AI-based Robo-Advisor for Investments

The Robo-Advisor based on Reinforcement Learning promises optimized and adaptive automated investment decisions.

IntelliInvest RL: Introduction and Features

IntelliInvest RL is a project that originated as an internal Proof of Concept (POC) and was later presented at the “TechFS AI Challenge – 2024”. It aims, in the context of the evolution of digital financial services, to provide a robo-advisory solution designed to offer automated financial advice. Based on Reinforcement Learning models, the system can analyze an investor's risk profile and deliver a personalized investment portfolio tailored to their needs, constantly adapting to market fluctuations.

Workflow

The process begins with the completion of a risk questionnaire compliant with MiFID regulations, the data of which is engineered to be used by the robo-advisor's AI system.

Financial updates are retrieved daily from sources like Il Sole 24 Ore or, more generally, from selected RSS aggregator sites. Sentiment analysis is then applied to analyze the news to assess the impact of the information on the portfolio's assets. Sentiment analysis is a technique used to understand the emotions or opinions expressed in a text.
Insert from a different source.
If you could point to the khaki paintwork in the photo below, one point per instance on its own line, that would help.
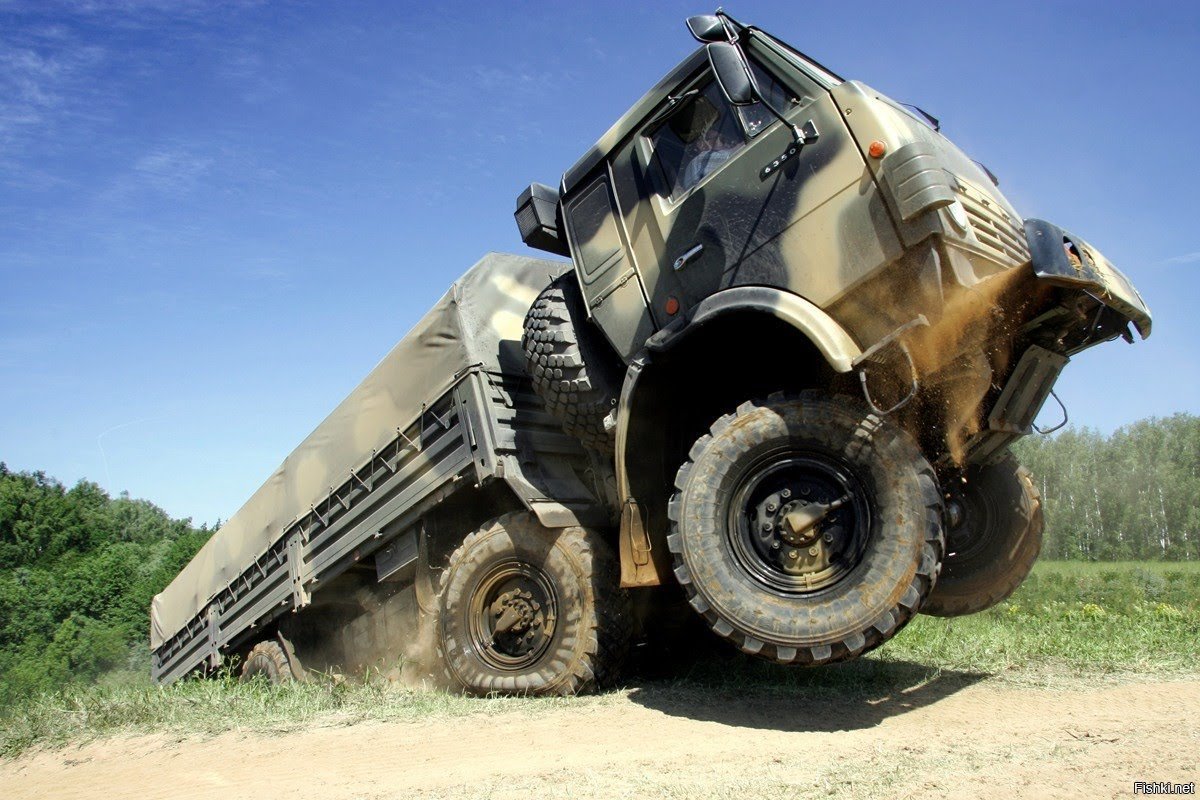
(478, 322)
(828, 242)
Essentially, it analyzes sentences or words to determine whether the message has a positive, negative, or neutral tone.

Based on the risk profile, the AI model processes the investment portfolio and adjusts its values according to the daily influences of the financial market, ensuring proactive and personalized investment management.

System Architecture


The system supports three different risk portfolios: low, medium, and high, which include a combination of assets such as bonds (e.g., Amundi US Treasury Bond Long Dated UCITS ETF and iShares Core UK Gilts UCITS ETF) and stocks (e.g., Amazon, NVIDIA, and Alphabet).

The core of IntelliInvest RL is based on the FinRL architecture, an open-source platform for automated trading through Reinforcement Learning. This approach allows the AI agent to learn from its actions, continuously refining investment decisions to maximize cumulative profit.
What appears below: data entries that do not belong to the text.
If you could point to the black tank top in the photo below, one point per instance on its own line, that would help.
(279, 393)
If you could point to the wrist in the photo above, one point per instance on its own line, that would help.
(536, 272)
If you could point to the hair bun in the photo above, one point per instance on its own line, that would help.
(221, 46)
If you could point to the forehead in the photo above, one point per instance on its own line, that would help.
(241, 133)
Finally, sentiment analysis is performed using a Hugging Face BERT language model, dedicated to natural language analysis, based on the Transformer architecture.

Conclusion

IntelliInvest RL represents a useful and practical experiment in the field of automated financial advisory. By utilizing advanced technologies like Reinforcement Learning and sentiment analysis, it offers a modern approach to portfolio management.

This solution not only meets the immediate needs of investors but continuously adapts to market conditions, making it an essential tool for those looking to optimize their investments in a rapidly evolving financial context.